Cape Town – Professor Tim Noakes's legal team has accused the Health Professions Council of SA (HPCSA) of playing "fast and loose" with his rights.

"They are playing games with Professor Noakes's rights, constantly changing the position, leading us up one path and then alleging it's the wrong path," his lawyer Michael van der Nest said at his hearing on Monday.

This criticism came after it emerged at the hearing that they could be forced to approach a high court to get answers on why he was charged.

Van der Nest listed their failed attempts at getting reasons why a preliminary committee of inquiry decided to charge Noakes with unprofessional conduct.

He believed the preliminary committee had unduly involved itself in trying to find witnesses to testify against his client.

Noakes - whose book The Real Meal Revolution promotes a low-carbohydrate, high-fat (LCHF) lifestyle - was called before the council after a complaint was lodged by the former president of the Association for Dietetics in SA, Claire Julsing-Strydom.

The complaint centred on a tweet from Noakes to a mother who asked what foods she should feed her baby.

Noakes advised the mother to wean her child onto LCHF foods, which he described as real foods.

The tweet read: "Baby doesn't eat the dairy and cauliflower.

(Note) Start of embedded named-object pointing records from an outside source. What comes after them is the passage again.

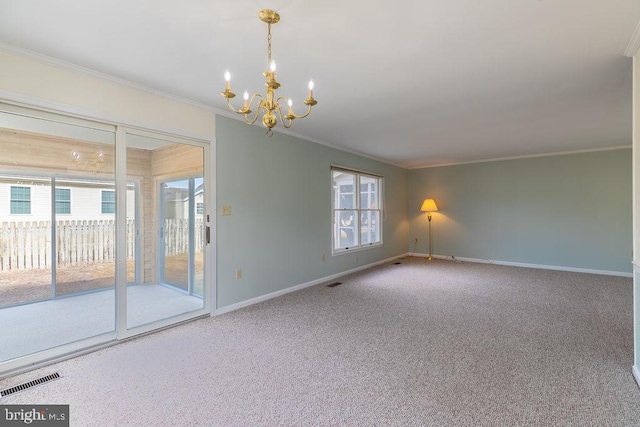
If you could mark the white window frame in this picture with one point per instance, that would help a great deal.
(19, 200)
(110, 202)
(359, 210)
(67, 202)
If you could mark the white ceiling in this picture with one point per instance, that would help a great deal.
(414, 83)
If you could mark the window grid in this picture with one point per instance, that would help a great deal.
(356, 210)
(108, 201)
(20, 203)
(63, 200)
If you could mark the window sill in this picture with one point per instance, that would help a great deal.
(337, 252)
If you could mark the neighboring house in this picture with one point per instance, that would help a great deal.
(28, 200)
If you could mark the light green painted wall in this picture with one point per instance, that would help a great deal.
(569, 210)
(279, 190)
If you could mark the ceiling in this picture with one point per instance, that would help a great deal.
(413, 83)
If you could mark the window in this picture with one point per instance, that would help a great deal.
(108, 201)
(20, 200)
(63, 200)
(356, 210)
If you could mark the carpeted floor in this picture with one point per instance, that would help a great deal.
(420, 343)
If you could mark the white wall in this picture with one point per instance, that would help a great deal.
(28, 79)
(636, 215)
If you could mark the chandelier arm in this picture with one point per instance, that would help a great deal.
(282, 118)
(257, 112)
(231, 107)
(291, 113)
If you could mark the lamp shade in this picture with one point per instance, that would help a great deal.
(429, 205)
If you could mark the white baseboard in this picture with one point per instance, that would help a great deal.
(521, 264)
(636, 374)
(247, 303)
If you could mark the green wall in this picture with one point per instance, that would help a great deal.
(571, 211)
(279, 190)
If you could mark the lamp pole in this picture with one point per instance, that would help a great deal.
(430, 258)
(428, 206)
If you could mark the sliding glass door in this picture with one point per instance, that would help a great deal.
(102, 233)
(57, 264)
(171, 285)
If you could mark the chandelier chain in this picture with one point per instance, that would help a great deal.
(268, 44)
(269, 105)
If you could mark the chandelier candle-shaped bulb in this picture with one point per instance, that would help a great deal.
(269, 105)
(311, 85)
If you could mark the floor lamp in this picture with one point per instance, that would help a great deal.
(428, 206)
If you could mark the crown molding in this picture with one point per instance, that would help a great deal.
(634, 44)
(58, 63)
(526, 156)
(48, 60)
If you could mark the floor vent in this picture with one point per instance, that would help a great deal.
(30, 384)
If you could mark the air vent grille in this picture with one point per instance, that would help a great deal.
(29, 384)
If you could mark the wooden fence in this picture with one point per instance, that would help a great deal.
(27, 245)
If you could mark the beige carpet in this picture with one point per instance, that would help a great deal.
(421, 343)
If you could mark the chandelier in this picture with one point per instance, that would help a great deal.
(269, 104)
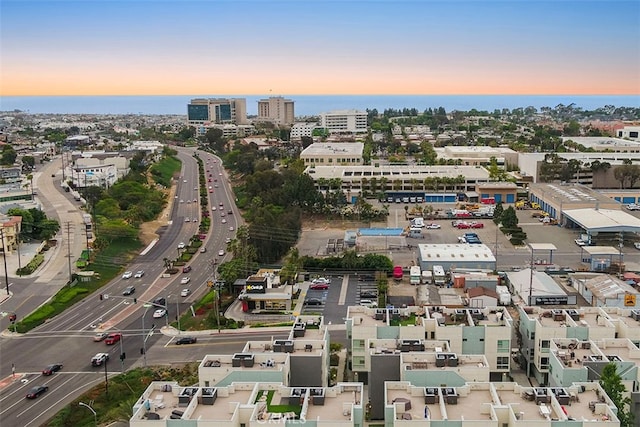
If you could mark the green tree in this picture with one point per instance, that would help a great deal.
(509, 218)
(28, 162)
(611, 382)
(8, 156)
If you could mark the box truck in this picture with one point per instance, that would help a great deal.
(439, 276)
(397, 272)
(415, 275)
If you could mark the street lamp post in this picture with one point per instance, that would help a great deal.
(177, 310)
(95, 415)
(144, 336)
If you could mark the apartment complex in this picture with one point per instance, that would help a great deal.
(344, 121)
(277, 110)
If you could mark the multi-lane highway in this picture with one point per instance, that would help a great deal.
(68, 337)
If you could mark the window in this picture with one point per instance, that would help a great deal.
(502, 362)
(504, 346)
(545, 346)
(544, 363)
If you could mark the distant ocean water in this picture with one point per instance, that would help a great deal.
(305, 105)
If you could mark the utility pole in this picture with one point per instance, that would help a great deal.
(4, 258)
(68, 227)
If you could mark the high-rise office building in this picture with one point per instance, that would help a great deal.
(277, 110)
(217, 111)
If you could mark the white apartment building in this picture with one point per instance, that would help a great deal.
(298, 130)
(277, 110)
(629, 132)
(344, 121)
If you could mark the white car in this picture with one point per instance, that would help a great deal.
(159, 313)
(368, 303)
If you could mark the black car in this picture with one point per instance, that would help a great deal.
(368, 294)
(50, 369)
(186, 340)
(37, 391)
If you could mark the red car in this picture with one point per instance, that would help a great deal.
(112, 338)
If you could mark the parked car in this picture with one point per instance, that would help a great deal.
(368, 303)
(159, 313)
(186, 340)
(100, 336)
(36, 391)
(368, 294)
(113, 338)
(99, 359)
(51, 369)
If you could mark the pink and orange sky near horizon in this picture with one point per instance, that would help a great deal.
(359, 47)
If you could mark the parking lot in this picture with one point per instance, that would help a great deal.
(314, 239)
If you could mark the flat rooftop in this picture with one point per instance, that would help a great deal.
(472, 173)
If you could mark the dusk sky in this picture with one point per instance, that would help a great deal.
(421, 47)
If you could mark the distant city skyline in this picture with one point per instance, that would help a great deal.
(316, 47)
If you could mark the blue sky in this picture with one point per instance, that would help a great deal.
(165, 47)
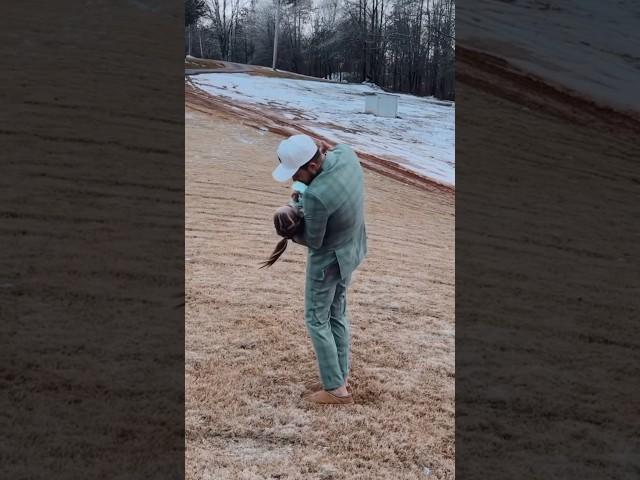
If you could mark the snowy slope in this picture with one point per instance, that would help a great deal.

Just very healthy high fat breast milk. Key is to ween [sic] baby onto LCHF."

Van der Nest said the HPCSA registrar had refused to answer their questions about the charge.

The registrar told him that the professional conduct committee was empowered to rule on this issue. He subsequently asked chairperson Joan Adams to make a ruling on Monday.

In response, the lawyer for the pro-forma complainant said that Noakes was entitled to these reasons, but that the appropriate forum was the high court.

"Nowhere in those regulations does it empower this committee to order the preliminary committee to divulge any of its deliberations or any of the decisions it has taken," said advocate Ajay Bhoopchand.

Van der Nest said the suggestion of approaching a court was "not only grossly unfair, but also surprising".

Adams postponed the hearing for deliberations until Tuesday morning.